The people who say they like it, most of them, haven’t been exposed to it. In essence, socialism is just Communism without the latter’s monopoly on power. And Communism is the most soul-blighting political philosophy ever invented by the crooked ingenuity of man.
How is this perverse efflorescence of fondness for socialism to be explained? These spoiled brats know nothing of want or deprivation. They see no reason why they should not project their sense of entitlement on society as a whole. If society fails to live up to their airy standards, society must be to blame.

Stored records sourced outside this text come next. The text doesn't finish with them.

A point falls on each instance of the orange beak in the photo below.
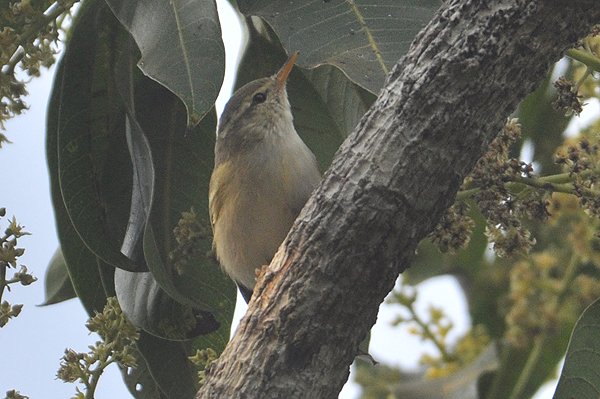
(285, 70)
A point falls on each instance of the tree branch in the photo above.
(389, 184)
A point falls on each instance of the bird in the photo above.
(263, 175)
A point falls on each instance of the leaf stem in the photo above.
(370, 38)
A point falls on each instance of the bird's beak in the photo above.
(285, 70)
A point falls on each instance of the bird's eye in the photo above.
(259, 98)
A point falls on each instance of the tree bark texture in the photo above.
(389, 184)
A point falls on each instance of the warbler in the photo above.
(262, 177)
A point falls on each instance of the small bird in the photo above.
(263, 176)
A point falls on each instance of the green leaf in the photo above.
(325, 103)
(543, 124)
(383, 382)
(94, 169)
(363, 38)
(168, 364)
(81, 263)
(174, 301)
(57, 282)
(580, 376)
(147, 306)
(139, 381)
(181, 48)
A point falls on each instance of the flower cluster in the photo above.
(450, 358)
(117, 346)
(30, 30)
(568, 99)
(189, 233)
(9, 254)
(581, 161)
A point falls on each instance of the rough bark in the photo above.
(387, 187)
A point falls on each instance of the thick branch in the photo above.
(386, 189)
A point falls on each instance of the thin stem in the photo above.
(541, 341)
(556, 183)
(585, 57)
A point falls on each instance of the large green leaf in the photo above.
(66, 101)
(580, 376)
(94, 170)
(181, 47)
(363, 38)
(325, 103)
(165, 186)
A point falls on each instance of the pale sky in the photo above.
(32, 344)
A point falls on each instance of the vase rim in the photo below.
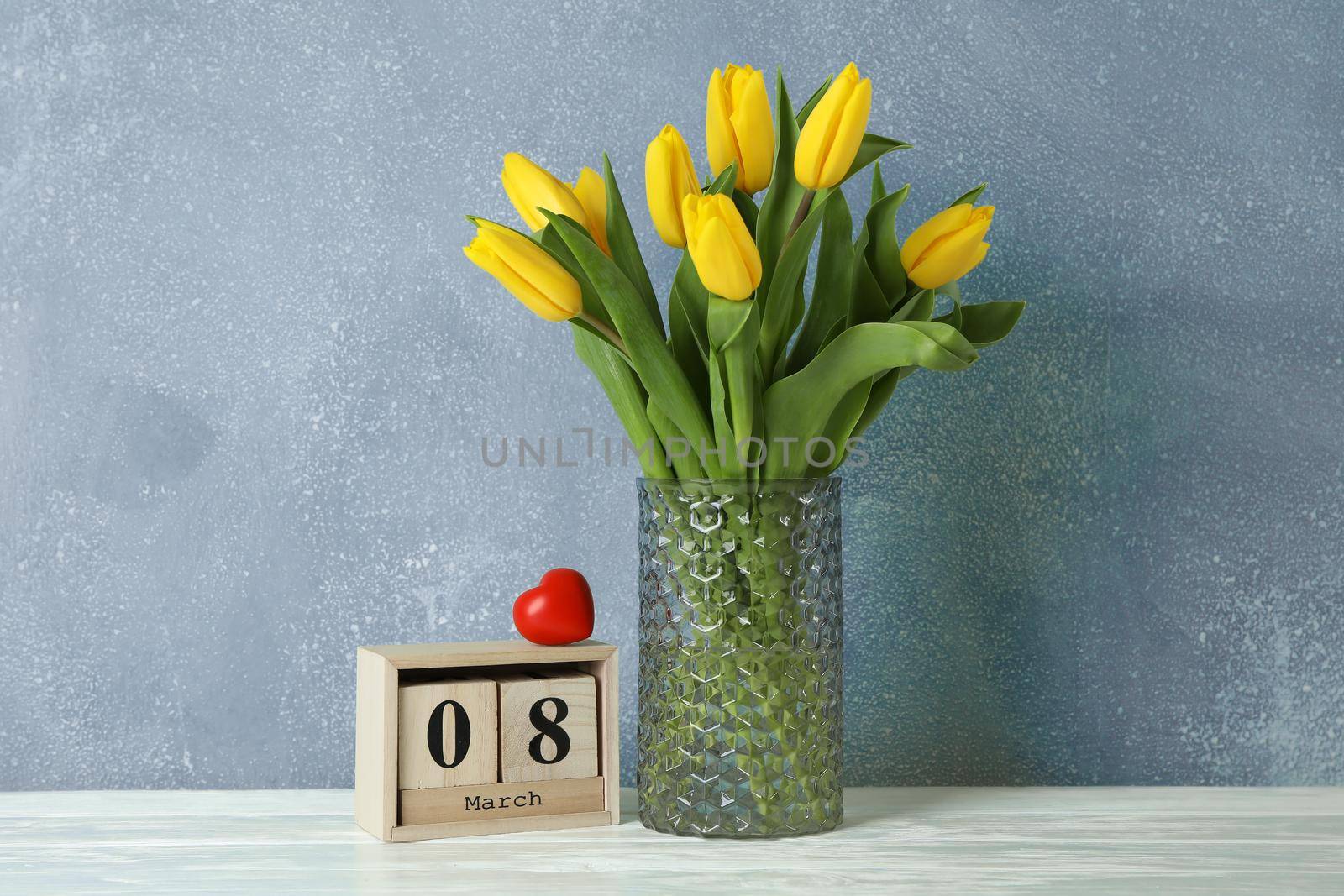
(788, 481)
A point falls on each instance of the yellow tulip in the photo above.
(533, 188)
(528, 270)
(738, 127)
(833, 130)
(721, 246)
(947, 246)
(591, 191)
(669, 177)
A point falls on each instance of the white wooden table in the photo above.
(954, 840)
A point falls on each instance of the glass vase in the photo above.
(739, 720)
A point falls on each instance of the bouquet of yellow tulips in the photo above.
(748, 365)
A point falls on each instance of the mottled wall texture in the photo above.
(245, 372)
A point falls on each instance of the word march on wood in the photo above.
(447, 734)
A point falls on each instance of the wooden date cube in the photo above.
(448, 734)
(548, 726)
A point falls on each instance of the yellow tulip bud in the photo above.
(533, 188)
(833, 130)
(721, 246)
(591, 194)
(669, 177)
(947, 246)
(528, 270)
(738, 127)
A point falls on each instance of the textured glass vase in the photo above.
(739, 731)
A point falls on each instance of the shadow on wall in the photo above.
(154, 441)
(964, 658)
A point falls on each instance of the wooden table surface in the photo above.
(945, 840)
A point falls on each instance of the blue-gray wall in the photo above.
(245, 371)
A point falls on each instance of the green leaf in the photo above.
(746, 207)
(781, 199)
(683, 461)
(696, 300)
(878, 188)
(800, 405)
(812, 102)
(734, 331)
(685, 348)
(559, 251)
(988, 322)
(725, 181)
(831, 291)
(843, 421)
(882, 250)
(658, 369)
(953, 291)
(920, 308)
(873, 148)
(969, 196)
(839, 327)
(780, 305)
(878, 396)
(627, 398)
(625, 249)
(871, 301)
(723, 437)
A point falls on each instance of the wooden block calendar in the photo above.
(496, 736)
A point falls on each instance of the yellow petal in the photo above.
(844, 147)
(952, 254)
(531, 188)
(753, 128)
(669, 176)
(721, 246)
(729, 214)
(528, 271)
(486, 258)
(940, 224)
(718, 262)
(819, 134)
(719, 139)
(591, 191)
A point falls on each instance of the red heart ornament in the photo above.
(558, 610)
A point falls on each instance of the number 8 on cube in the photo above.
(548, 726)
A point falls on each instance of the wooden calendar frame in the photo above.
(380, 672)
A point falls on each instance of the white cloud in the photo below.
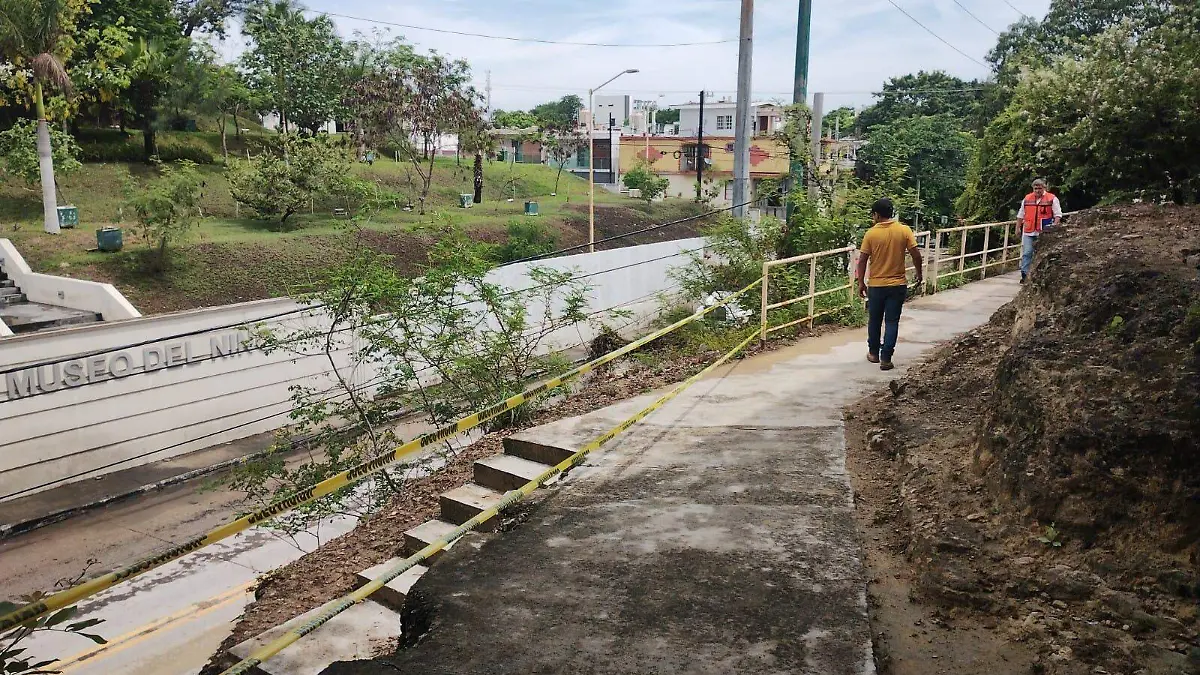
(856, 46)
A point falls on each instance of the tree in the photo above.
(1119, 119)
(840, 120)
(925, 94)
(167, 208)
(563, 113)
(514, 119)
(18, 148)
(35, 34)
(562, 144)
(280, 184)
(934, 150)
(225, 93)
(642, 178)
(298, 65)
(415, 107)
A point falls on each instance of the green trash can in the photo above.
(109, 240)
(69, 216)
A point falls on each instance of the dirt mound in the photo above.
(1096, 416)
(1030, 496)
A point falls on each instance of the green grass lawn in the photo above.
(232, 257)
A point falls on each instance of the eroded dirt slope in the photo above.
(1030, 496)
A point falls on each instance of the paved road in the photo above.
(715, 537)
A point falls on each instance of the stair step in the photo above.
(363, 631)
(393, 593)
(425, 535)
(537, 452)
(507, 472)
(466, 502)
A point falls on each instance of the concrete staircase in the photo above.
(23, 316)
(373, 626)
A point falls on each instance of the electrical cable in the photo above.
(510, 39)
(942, 40)
(981, 22)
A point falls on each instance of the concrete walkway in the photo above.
(715, 537)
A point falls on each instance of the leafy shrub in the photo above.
(18, 151)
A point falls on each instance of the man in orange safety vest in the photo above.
(1039, 209)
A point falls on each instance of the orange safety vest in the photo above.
(1037, 211)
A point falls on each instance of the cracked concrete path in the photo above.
(715, 537)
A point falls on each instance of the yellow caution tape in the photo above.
(339, 605)
(70, 596)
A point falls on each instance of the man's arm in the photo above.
(915, 251)
(862, 273)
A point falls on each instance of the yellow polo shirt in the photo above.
(887, 243)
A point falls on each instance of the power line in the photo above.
(970, 13)
(511, 39)
(942, 40)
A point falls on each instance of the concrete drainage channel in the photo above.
(372, 627)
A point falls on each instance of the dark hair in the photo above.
(883, 208)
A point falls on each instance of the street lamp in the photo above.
(592, 163)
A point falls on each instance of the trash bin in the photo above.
(69, 216)
(109, 240)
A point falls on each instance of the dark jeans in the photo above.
(883, 306)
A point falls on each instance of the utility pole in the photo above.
(801, 84)
(742, 117)
(700, 149)
(817, 114)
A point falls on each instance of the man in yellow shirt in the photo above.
(882, 280)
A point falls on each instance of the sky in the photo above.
(856, 45)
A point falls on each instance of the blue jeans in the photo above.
(1027, 252)
(883, 306)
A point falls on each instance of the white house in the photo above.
(720, 117)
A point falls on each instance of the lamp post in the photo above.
(592, 162)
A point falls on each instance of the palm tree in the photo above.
(31, 33)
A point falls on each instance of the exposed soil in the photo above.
(1030, 496)
(330, 571)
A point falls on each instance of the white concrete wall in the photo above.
(75, 293)
(72, 429)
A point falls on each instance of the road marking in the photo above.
(139, 634)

Another part of the story involves the failure of schools to teach their charges about the history of Communism and the rudiments of civics. The stupendous intellectual, moral, and political labor that stands behind the creation of the American republic—locating, for the first time, sovereignty in the people—is an eloquent and effective counterweight to the illusory blandishments of socialism. But if that story is neglected, or perverted in the telling, then it is no surprise that young (and some not so young) people embrace high-sounding delusion in place of steady if prosaic reality.
But there is an even more fundamental education that concerns not school curricula but the nurturing of civilizational values.
In the Nicomachean Ethics, Aristotle notes that good education means having been trained from childhood to like and dislike the proper things. More and more, alas, our country has reneged on that fundamental responsibility. Large swathes of our society, especially elite society, are reticent about as well as ignorant of the vital achievements of our civilization. Resuscitating that lost confidence is at the center of the task that confronts the friends of liberty. We need to learn again to like the right things and abhor the bad.
There is a silver lining, as Mr. Kimball puts it in the insane sobbing of would-be socialists and anti-Trump agitators. These Millennials offer “clarifying examples of what not to like. For that, anyway, we owe them thanks.”